Journalists and outside observers were not permitted inside the building which went into lockdown mode for several hours. No arrests were made and Hanover police were not called to the scene, Chief James Martin told the Valley News.
When asked how many students were facing disciplinary action or what types of action the college is pursuing, spokesperson Barnello said “federal law prohibits Dartmouth from discussing individual student sanctions.”
Wade and Narrol have stated publicly that they were suspended by Dartmouth. Both students said in interviews that they were placed on immediate, temporary suspension meaning that the sanctions are ongoing, pending hearings that have not been scheduled. They are both banned from all Dartmouth-owned or affiliated properties.
According to college policy, this kind of suspension is reserved for students who present a “significant risk to the safety or educational environment of the community.” Under typical circumstances, students would be given a hearing before being suspended. Both students maintain that they should have been afforded this right.

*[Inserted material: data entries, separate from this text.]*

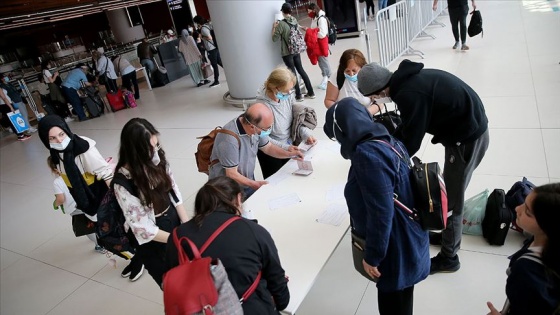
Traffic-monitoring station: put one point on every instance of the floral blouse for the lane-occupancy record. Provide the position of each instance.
(139, 217)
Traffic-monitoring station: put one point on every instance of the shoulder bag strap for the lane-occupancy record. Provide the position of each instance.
(217, 232)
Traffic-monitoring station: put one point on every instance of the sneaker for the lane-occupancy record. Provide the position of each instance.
(136, 273)
(127, 270)
(24, 137)
(435, 238)
(440, 263)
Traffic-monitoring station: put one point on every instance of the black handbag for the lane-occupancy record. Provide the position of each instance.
(82, 225)
(358, 246)
(390, 119)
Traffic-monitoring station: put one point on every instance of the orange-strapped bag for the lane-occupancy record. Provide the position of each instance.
(205, 146)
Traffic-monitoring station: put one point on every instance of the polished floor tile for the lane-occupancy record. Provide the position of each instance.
(514, 68)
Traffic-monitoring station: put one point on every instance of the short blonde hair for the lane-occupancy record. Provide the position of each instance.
(279, 77)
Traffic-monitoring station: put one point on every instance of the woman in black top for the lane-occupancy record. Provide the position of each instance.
(244, 247)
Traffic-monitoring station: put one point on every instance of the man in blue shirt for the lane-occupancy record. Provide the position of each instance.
(72, 84)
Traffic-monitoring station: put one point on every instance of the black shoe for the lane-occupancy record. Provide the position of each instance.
(441, 263)
(435, 238)
(136, 272)
(127, 270)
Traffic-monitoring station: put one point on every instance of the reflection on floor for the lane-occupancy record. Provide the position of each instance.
(514, 68)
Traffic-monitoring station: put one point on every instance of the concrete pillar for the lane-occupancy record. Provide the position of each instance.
(123, 32)
(243, 32)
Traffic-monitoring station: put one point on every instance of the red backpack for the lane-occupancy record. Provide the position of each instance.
(201, 285)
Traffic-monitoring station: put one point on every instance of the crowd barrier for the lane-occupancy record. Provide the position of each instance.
(399, 24)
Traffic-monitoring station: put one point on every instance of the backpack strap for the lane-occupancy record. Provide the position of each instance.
(217, 232)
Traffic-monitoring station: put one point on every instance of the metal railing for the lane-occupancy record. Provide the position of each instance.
(401, 23)
(392, 32)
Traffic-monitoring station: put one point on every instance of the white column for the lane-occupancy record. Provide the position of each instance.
(124, 33)
(243, 31)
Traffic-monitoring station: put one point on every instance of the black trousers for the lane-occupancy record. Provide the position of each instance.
(215, 60)
(458, 19)
(396, 302)
(111, 85)
(152, 254)
(293, 62)
(130, 80)
(269, 164)
(370, 5)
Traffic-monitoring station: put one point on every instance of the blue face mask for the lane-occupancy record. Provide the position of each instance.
(351, 78)
(265, 133)
(281, 96)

At the time of the sit-in, both students were already on probation for their alleged involvement in a small encampment in front of Parkhurst Hall on May 1.
Narrol said she received an email last Thursday telling her to show up for a meeting at the college’s Department of Safety and Security for a meeting. At the meeting, Narrol learned she’d been suspended. She was escorted to her dorm to collect “essential items” and ordered off campus. The college gave her one night’s stay in a hotel. Since then, she has been staying at the home of a Dartmouth community member who is currently out of town.

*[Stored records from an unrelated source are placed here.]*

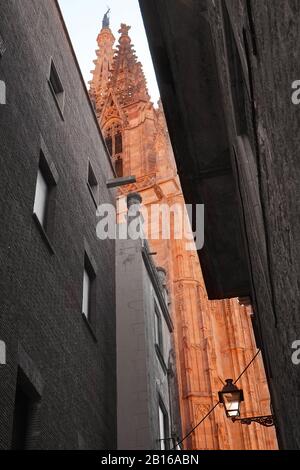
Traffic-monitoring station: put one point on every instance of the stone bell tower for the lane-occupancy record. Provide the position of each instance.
(213, 339)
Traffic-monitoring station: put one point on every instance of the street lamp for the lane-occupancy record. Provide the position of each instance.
(231, 397)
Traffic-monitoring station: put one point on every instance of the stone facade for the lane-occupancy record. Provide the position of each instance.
(62, 366)
(213, 340)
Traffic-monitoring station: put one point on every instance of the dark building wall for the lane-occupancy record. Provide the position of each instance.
(264, 45)
(254, 49)
(70, 366)
(143, 368)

“I’m lucky enough that others in the Dartmouth community have helped support me,” Narrol said. She also was on a meal plan and said she is now receiving food through a support network built by protesters.
Still, Narrol who was supposed to graduate, said it has been “really isolating” staying at a home by herself and upsetting to not be able to celebrate her graduation and spend her last week of college with friends on campus. Being banned from Dartmouth-affiliated properties has also created issues with getting her medication and access to health care.
“This is crazy, there was zero due process here,” Narrol said.
Narrol maintains that she was not at the Parkhurst sit-in, but said the college told her they have a video that shows she was present and responsible for an unspecified injury to a Dartmouth safety and security officer. Narrol said that she is not the student in the video. The students at the sit-in were wearing kaffiyeh, a traditional Arab headdress, over their faces and heads.
Narrol had finished all of her classes for her final semester when she was suspended. Initially, she said the college withdrew her from classes so she would not earn credits, but after an appeal she was allowed to finish her final exams off campus.
The college will withhold her degree pending the results of a hearing that will likely be in July. If the Committee on Standards rules against her, the college could withhold her degree for an unspecified amount of time. If the committee opts to expel her she will not receive her degree.
Wade said they were suspended and trespassed from the college via a phone call on the night of the sit-in. Wade’s request for an appeal was denied and they will not receive credit for classes completed this semester. They are awaiting a hearing to determine the extent of their punishment.
In an interview, Wade declined to say whether they were at the sit-in.
Since being ordered off campus, Wade’s “housing situation (is) extremely unstable” and they have lost their on-campus job, access to medication and meal plan.
Despite the uncertainty, Wade would still like to earn a degree from Dartmouth but will not stop protesting.
“If it’s a matter of getting a degree or compromising my morals or principles, I’m not going to compromise my principles,” Wade said.